Leon's latest novel marks the 25th anniversary of her wonderfully atmospheric series set in Venice, Italy, featuring the even-tempered and well-respected Commissario Guido Brunetti.

He's "dragooned" into investigating a cold case for Contessa Lando-Continui, an elderly aristocrat desperate to find justice for her damaged granddaughter. The Contessa grew up in the old Venice, not the Venice "created for tourists" like a "stage set," and because Brunetti is sympathetic to the "unfortunate destinies" of the old families of his city, he agrees to investigate the cold case.

A sweet poignancy flows through Leon's narrative like the faint smell of chrysanthemums bordering the ancient palazzos even as Brunetti tries to hold back the "danger of advancing tides."

"The Passenger," by Lisa Lutz. (Simon & Schuster, 320 pages, $25.99.)

The narrator in Lutz's book claims she didn't kill her husband. She insists that even though she doesn't have an alibi, she didn't "have anything to do with Frank's death," but for complicated reasons she can't have anyone looking at her life too closely. Not even her chiropractor, Dr. Mike, who gave her "adjustments" on a regular basis.

So she leaves Frank's body at the bottom of the stairs and flees her home in Waterloo, Wis. She creates another identity — someone with "good posture" who doesn't wear shoes that "take a bite" out of her feet, and, more important, someone single who can "keep her head straight." But the world, fate, life, whatever you want to call it has other plans for our narrator, and Amelia or Tanya or whatever you want to call her realizes she can't keep running away from a fight.

Lutz's comedic novels about the Spellman clan are terrific, but this stand-alone is darker and trickier and, for me, funnier — Elmore Leonard funny.

"The Widow," by Fiona Barton. (New American Library, 325 pages, $26.)

The widow in the title of this gripping psychological debut thriller is Jean Taylor, whose husband was accused of a heinous crime. Two weeks after his trial he's hit by a bus in the parking lot of a Sainsbury's grocery store. Set in Southampton, England, Barton's novel explores the crime and its punishment from intersecting points of view, including Jean's, a reporter's and that of the police detective in charge of the original investigation.

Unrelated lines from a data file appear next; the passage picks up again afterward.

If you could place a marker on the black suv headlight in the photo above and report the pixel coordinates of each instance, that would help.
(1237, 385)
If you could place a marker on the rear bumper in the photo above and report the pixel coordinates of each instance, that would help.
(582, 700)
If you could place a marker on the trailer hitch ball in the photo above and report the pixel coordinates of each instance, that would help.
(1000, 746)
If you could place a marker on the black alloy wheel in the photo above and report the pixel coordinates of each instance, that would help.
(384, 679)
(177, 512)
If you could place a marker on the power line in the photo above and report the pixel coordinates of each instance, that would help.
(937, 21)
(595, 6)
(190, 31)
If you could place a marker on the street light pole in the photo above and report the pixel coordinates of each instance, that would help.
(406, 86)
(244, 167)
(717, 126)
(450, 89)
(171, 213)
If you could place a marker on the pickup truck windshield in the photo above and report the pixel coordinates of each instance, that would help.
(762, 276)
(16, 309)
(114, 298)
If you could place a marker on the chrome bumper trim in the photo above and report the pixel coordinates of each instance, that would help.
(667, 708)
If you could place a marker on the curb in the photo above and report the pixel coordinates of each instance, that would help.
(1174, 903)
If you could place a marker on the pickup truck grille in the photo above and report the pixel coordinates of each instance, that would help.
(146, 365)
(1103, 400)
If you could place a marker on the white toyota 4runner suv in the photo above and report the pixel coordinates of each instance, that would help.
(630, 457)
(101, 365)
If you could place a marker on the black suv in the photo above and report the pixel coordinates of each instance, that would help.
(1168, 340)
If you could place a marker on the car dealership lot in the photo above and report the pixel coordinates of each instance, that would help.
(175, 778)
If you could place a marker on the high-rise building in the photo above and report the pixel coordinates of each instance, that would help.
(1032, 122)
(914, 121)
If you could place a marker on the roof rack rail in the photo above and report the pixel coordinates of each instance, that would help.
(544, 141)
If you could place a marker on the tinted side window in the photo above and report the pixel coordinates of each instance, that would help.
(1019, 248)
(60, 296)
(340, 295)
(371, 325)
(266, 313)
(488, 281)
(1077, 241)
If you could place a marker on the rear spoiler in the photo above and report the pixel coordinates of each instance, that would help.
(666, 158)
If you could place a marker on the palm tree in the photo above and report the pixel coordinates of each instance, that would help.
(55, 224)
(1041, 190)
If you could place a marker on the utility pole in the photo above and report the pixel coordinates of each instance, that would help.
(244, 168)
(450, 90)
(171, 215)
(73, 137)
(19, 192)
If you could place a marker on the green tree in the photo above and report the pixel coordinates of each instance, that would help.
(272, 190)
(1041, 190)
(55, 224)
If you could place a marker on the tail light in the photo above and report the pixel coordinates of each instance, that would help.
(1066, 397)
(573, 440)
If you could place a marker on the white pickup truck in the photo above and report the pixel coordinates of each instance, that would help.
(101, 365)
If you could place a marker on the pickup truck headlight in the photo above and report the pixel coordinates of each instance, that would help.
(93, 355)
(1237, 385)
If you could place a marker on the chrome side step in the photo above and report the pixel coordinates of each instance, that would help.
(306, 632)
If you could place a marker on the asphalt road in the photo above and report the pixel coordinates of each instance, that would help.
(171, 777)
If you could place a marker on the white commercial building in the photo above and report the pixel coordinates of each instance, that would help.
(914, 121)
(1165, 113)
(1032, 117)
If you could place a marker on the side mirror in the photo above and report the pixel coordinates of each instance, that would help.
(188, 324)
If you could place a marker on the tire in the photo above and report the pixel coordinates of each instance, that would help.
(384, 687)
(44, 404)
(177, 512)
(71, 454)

I'm not sure any narrator is ever really reliable, but Barton's narrators (all of whom may or may not be lying to us) show us the investigation as it unfolded in the past while also revealing its consequences on the same players in the present. From the beginning, the widow calls her husband's peccadilloes "his nonsense," so you've been warned.

"Perfect Days," by Raphael Montes. (Penguin Press, 272 pages, $25.)

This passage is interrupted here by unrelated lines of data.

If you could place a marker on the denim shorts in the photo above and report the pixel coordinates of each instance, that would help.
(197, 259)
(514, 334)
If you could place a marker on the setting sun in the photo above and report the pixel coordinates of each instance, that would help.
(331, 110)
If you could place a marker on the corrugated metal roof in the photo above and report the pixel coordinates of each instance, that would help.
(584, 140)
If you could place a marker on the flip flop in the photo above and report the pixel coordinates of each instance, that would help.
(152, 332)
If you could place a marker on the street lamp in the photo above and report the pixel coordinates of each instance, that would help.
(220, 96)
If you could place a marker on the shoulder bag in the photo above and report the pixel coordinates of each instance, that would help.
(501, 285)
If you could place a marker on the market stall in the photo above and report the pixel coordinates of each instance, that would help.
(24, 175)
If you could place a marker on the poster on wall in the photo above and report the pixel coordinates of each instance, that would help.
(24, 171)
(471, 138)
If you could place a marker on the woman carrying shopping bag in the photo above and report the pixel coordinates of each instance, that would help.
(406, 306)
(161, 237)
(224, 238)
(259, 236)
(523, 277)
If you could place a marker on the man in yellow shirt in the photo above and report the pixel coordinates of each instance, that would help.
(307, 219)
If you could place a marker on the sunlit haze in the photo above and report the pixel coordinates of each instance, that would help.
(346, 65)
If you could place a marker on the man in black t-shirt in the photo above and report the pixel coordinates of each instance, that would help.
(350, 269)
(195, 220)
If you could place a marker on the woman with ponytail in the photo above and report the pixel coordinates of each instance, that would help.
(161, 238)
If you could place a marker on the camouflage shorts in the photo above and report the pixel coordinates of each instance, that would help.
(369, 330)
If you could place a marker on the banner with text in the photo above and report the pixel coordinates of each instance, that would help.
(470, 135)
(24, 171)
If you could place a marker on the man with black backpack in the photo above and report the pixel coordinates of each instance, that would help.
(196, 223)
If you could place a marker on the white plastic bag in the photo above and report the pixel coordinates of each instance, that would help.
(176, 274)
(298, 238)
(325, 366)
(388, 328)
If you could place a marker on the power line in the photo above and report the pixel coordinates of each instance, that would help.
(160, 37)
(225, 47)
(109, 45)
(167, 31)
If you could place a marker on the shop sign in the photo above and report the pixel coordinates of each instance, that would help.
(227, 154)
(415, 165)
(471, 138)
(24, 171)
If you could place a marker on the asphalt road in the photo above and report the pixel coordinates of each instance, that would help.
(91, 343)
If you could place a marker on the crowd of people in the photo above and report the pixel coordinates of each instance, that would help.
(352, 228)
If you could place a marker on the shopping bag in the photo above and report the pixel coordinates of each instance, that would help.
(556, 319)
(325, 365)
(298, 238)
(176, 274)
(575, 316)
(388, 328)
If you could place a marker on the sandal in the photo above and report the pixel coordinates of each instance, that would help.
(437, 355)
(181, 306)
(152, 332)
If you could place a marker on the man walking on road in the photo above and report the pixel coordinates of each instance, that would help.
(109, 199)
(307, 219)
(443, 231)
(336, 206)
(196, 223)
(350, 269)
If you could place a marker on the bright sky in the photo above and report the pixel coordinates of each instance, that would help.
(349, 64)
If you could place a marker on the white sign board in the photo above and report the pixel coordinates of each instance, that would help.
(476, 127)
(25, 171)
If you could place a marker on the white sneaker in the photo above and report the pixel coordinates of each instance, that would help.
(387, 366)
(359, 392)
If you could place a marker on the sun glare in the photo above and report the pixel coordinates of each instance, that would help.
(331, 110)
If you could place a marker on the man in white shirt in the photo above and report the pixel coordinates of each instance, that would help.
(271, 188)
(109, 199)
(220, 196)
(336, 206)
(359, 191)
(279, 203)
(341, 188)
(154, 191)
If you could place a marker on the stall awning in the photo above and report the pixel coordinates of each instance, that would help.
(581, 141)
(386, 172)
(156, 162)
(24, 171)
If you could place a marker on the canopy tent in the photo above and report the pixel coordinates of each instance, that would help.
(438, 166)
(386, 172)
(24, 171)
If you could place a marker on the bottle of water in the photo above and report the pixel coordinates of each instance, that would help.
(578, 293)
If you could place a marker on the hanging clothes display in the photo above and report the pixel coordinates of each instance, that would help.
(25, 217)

Teo and Clarice are a "perfect fit" — that is, Teo, a psychopath, has kidnapped Clarice with the promise that their togetherness will help inspire her writing. Clarice wants to be a screenwriter. Teo wants more than anything to make Clarice his perfect woman.

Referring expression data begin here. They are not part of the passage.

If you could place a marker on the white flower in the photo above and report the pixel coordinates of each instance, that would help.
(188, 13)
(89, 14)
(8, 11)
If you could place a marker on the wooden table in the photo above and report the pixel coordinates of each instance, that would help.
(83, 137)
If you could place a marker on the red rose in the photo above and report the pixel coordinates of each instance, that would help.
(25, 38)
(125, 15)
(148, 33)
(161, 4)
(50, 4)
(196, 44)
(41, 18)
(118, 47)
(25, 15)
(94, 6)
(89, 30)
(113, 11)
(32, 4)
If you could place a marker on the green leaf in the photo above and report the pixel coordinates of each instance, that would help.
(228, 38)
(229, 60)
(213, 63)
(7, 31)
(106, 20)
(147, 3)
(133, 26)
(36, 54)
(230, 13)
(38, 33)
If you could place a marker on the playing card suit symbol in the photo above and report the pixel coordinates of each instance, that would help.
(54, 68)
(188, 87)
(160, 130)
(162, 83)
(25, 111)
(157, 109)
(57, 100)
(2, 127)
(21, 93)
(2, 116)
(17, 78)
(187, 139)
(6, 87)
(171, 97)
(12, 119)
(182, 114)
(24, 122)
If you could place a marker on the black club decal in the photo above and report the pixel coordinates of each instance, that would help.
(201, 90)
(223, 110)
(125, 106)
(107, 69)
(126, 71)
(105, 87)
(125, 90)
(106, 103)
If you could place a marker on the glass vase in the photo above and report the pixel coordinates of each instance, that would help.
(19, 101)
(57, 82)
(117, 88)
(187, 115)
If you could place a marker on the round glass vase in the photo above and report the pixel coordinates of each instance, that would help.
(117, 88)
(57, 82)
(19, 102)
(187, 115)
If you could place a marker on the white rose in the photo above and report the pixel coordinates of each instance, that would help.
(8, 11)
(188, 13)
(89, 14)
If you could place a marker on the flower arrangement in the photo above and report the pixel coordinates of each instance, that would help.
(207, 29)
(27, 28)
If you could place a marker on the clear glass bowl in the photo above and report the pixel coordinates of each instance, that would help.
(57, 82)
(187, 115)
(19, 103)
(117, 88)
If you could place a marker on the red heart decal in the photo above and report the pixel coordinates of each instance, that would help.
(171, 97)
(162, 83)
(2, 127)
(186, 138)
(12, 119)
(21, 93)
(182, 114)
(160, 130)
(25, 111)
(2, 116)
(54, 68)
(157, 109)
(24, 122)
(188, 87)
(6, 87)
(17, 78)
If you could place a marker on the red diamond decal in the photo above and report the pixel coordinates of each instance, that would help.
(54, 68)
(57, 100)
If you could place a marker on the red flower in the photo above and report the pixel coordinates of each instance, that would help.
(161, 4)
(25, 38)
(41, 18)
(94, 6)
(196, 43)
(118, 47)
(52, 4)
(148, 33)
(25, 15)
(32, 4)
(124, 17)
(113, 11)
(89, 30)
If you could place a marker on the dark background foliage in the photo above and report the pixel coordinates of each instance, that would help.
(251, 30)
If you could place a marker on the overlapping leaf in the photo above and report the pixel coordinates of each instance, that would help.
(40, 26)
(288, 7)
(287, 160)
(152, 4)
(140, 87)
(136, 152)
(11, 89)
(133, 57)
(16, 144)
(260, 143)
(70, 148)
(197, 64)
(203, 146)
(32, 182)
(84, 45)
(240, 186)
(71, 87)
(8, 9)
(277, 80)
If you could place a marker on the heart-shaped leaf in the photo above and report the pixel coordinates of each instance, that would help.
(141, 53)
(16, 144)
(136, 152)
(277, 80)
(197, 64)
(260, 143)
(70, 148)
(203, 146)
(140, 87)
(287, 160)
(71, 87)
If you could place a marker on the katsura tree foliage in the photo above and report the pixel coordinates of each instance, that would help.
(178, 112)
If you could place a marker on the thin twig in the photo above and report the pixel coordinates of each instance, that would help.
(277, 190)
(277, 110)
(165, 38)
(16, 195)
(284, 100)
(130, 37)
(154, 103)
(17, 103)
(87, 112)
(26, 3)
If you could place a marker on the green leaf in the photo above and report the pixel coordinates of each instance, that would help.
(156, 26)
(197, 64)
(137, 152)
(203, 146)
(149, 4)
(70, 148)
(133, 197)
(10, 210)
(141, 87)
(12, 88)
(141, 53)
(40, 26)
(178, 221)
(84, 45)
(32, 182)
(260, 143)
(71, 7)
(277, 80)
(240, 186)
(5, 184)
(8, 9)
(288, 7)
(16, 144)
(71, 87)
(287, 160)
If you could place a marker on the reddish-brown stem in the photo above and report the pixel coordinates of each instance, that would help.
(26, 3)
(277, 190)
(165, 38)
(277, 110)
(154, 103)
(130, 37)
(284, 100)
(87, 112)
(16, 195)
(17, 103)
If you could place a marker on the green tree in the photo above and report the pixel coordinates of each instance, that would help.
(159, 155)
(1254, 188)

Until he began stalking Clarice, Teo's most intimate relationships with women were with the hospital cadaver (he's a med student) and his paraplegic mother. For Teo "there was something magical about what they were doing … following an itinerary laid out in a screenplay" like some kind of romantic road movie, but for Clarice it quickly becomes a horror film.

It's not surprising that Brazilian author Montes' favorite writer is Patricia Highsmith. Brilliantly crafted to heighten its twisted romanticism and seething cruelty, "Perfect Days" isn't a novel for the faint of heart. It's one for the crooked. I couldn't put it down.

Carole E. Barrowman is a writer and a professor in Milwaukee.